BECAUSE – Every character IS terrible. The writing is OK. Tom Hardy does what he can – it’s more like he looked at his acting spectrum of excellence and went about half-way, occasionally going to burst the thermometer when in the role of the more exuberant twin Ron. Exuberant feels redundant when the one thing driving Ron to do what he does is his mental illness which is heavily hinted at as an explanation. It made me uncomfortable when others in the cinema laughed at Ron’s extrovert displays of homosexuality and violence. They do realise they’re laughing at mental illness, right? I’m not sure if this was the goal of the director – to have the fatter and more uglier twin to be a light source of humour. Boxes of pills and a psychiatrist meeting are visual reminders of where his mind is at but it was not enough! A much fuller look at the specifics of his mental illness would have been provocative and it would have helped director to succeed his goal of showing this. Tom Hardy wearing dentures and carrying guns on each side of his cloak was a delight because it was so shocking. But after a while, the violence became so common and less gorgeous.

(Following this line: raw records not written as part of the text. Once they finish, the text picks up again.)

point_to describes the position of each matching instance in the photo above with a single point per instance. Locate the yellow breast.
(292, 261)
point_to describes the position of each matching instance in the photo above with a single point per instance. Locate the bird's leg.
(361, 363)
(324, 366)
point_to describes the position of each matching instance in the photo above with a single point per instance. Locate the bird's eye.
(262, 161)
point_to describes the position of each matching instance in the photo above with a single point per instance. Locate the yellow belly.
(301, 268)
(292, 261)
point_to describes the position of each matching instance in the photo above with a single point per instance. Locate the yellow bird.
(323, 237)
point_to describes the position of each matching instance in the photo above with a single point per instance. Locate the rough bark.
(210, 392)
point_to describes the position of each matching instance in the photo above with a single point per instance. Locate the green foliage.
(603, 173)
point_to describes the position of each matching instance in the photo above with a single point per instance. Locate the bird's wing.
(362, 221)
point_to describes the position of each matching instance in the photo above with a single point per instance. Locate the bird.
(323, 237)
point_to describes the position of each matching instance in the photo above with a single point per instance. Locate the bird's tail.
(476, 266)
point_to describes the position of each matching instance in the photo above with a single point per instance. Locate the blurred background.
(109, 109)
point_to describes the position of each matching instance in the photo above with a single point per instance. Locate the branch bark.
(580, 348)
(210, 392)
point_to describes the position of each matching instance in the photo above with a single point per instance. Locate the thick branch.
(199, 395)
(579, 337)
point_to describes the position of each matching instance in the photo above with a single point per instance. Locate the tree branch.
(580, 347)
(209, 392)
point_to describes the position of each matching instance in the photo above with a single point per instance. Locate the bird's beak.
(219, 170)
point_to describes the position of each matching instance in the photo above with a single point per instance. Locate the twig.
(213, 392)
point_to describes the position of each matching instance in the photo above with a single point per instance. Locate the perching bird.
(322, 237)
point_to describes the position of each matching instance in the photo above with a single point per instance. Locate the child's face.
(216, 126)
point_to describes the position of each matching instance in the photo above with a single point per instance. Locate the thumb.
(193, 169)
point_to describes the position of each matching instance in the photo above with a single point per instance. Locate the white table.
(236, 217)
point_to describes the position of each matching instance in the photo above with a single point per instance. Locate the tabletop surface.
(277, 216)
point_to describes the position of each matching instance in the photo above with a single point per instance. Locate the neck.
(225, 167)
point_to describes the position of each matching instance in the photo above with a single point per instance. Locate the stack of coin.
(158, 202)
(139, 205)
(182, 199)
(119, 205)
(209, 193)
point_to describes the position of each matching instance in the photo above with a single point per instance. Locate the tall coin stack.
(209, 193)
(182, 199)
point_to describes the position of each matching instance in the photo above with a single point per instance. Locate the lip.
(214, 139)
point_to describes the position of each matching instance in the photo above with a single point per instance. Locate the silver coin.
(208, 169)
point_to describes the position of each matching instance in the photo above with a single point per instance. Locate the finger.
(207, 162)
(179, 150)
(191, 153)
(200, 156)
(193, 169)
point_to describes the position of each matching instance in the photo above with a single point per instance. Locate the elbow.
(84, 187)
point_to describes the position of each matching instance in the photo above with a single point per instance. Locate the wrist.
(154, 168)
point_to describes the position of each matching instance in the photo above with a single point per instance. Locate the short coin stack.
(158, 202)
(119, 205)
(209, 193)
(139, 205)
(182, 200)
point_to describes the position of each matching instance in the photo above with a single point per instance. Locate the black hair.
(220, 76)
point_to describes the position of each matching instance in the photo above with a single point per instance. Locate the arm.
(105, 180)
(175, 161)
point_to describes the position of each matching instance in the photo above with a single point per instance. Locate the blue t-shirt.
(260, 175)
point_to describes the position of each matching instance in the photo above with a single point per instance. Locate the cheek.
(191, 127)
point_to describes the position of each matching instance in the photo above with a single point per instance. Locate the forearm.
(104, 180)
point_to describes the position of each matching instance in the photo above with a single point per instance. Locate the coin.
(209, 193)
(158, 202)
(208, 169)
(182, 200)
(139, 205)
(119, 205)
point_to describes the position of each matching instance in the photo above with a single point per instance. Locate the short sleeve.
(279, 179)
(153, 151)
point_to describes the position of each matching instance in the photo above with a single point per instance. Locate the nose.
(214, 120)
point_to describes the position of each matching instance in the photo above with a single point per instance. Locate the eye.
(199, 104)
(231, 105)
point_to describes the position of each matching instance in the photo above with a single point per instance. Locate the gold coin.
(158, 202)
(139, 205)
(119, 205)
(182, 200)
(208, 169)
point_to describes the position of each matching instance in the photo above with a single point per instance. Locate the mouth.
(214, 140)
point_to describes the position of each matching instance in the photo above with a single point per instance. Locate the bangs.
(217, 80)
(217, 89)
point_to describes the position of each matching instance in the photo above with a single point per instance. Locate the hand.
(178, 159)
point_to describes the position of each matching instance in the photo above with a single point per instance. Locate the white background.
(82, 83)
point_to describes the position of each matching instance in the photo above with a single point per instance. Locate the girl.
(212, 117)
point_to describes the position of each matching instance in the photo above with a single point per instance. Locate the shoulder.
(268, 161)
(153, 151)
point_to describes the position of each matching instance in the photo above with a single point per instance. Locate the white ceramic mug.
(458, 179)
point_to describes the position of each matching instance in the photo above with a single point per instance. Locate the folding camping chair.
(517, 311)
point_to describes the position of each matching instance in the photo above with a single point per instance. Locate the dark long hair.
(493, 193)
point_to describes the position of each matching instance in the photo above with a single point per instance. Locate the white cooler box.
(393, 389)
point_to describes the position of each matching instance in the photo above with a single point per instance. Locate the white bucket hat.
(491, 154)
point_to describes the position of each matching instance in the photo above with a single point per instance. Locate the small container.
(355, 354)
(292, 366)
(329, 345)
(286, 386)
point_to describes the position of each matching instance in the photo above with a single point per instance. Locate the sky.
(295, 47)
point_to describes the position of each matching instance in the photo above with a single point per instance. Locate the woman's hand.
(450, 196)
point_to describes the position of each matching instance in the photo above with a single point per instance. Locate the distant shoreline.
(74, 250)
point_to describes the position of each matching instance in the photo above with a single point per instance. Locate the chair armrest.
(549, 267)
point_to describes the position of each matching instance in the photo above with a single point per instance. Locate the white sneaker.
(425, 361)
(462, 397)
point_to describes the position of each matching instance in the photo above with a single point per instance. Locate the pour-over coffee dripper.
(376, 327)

Admittedly, it’s difficult to criticise a film based on real people and real HARROWING events because maybe the Kray family is the only one that can determine whether they did a good job. As someone that loves writing about movies extensively, I would say that Legend obviously worked really well to present Hardy in this dual role (ESPECIALLY IN THAT FIGHT SCENE) it really involved the audience by doing this and it transcended the usual watching of a movie because Hardy’s dual role is such an intricate thing to do so you really really do pay attention even more. Movement is super important in this movie not only physical movement forcing us to truly observe every action but in terms of the characters’ intentions, how one brother is supposedly more’stable’ than the other and the decisions they make. Like, why do we like seeing honest portrayals of family loyalty and how difficult it is?! Reggie battles his devotion to his brother and his wife and it’s sometimes shocking to believe the lengths of their crimes. Heroes and villains, good and bad become distinctively blurred that eventually you realise, just like I did: they’re all terrible.